Thursday, October 16, 2008

Inhofe and Rice on the environment



By John Sutter

Oklahoma's U.S. Senate race between Republican Jim Inhofe and Democratic challenger Andrew Rice has gotten attention for its implications for the country's environmental policy.

Inhofe famously has said global warming is the "greatest hoax ever perpetuated" on people. The high-ranking Tulsan has defended that comment this campaign season, despite a scientific consensus that the planet is warming and human emission of heat-trapping gases are at least partly to blame.

In an Associated Press article about cap-and-trade legislation to curb climate change, Inhofe said the country can't afford to tackle climate change in these hard economic times:
Oklahoma Sen. James Inhofe, the senior Republican on the Senate Environment and Public Works Committee, in a blog entry this month criticized 152 House members for releasing a set of principles to tackle global warming in the midst of the economic turmoil.

"The current economic crisis only reinforces the public's wariness about any climate bill that attempts to increase the costs of energy and jeopardizes jobs," Inhofe said.

Grist.org, a national environmental magazine online, pulled an October quote in which Inhofe defended his position that climate change is a farce:
"I think I was right on that ... It's not whether or not we're going into a global warming period. We were. We're not now. You know, God's still up there. We're now going through a cooling spell."
There are legitimate disagreements about what, if anything, should be done about climate change, but climatologists say it's misleading and inaccurate to inject doubt into the science on the subject. Three-thousand scientists from around the world released a major report in 2007 that said climate change is "unequivocal" and is very likely caused by human industry, which has been pumping carbon dioxide and other heat-trapping gases into the atmosphere at unprecedented rates.

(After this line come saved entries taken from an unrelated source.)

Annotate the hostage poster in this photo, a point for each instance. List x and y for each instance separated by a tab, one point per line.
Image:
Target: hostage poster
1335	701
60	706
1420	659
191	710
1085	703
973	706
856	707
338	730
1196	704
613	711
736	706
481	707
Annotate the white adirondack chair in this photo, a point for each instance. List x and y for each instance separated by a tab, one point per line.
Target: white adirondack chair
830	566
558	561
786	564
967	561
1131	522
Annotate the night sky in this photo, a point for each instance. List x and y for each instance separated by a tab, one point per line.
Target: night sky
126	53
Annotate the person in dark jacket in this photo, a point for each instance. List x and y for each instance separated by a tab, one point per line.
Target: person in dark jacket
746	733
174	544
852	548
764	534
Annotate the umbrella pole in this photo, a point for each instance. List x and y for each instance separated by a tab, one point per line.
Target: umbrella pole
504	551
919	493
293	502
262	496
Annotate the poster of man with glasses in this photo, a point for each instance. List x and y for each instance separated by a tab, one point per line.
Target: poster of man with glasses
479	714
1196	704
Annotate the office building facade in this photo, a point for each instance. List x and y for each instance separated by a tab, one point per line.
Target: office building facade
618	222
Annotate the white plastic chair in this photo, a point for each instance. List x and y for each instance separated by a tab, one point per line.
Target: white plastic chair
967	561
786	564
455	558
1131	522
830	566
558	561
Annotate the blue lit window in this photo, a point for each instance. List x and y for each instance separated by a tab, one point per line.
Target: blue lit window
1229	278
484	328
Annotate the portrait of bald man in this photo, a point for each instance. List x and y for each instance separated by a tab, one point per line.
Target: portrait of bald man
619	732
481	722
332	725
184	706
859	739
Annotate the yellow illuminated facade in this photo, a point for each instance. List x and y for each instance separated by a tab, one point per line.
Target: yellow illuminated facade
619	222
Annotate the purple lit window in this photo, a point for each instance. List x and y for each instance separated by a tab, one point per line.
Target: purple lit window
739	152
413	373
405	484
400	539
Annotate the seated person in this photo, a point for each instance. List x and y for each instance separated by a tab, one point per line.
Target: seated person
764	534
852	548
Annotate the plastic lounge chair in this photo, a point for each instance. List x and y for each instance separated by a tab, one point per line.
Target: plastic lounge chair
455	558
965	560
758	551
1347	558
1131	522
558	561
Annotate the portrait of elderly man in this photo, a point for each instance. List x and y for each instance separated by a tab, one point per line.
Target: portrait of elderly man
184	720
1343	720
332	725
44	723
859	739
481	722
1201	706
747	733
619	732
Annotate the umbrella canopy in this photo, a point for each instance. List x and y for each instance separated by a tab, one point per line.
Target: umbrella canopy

Rice told Grist that the election on Nov. 4 will be a referendum on Inhofe's stances on climate change. Rice has been behind in the polls, and his campaign has raised only a third of what Inhofe's campaign has, according to newsok.com. In his Grist interview, Rice said sounds unsure that climate change is an issue that average Oklahomans are willing to take up:
"The general public, local private interests, are already transitioning into meeting the needs of climate change. A lot of policy makers are slow to catch up. When I go travel, talking to people to find out what's going on, people are generally concerned about it. Does that mean your average Oklahoman readily agrees with all the measures an ardent environmentalist would suggest? Maybe not."

2 comments:

David said...

It seems like Rice could highlight this for the last few weeks of the race. "Inhofe wants to dystroy the world - I will help save it."

Maria said...

Business can't afford to tackle it in tough times, but the environment can't afford it ever.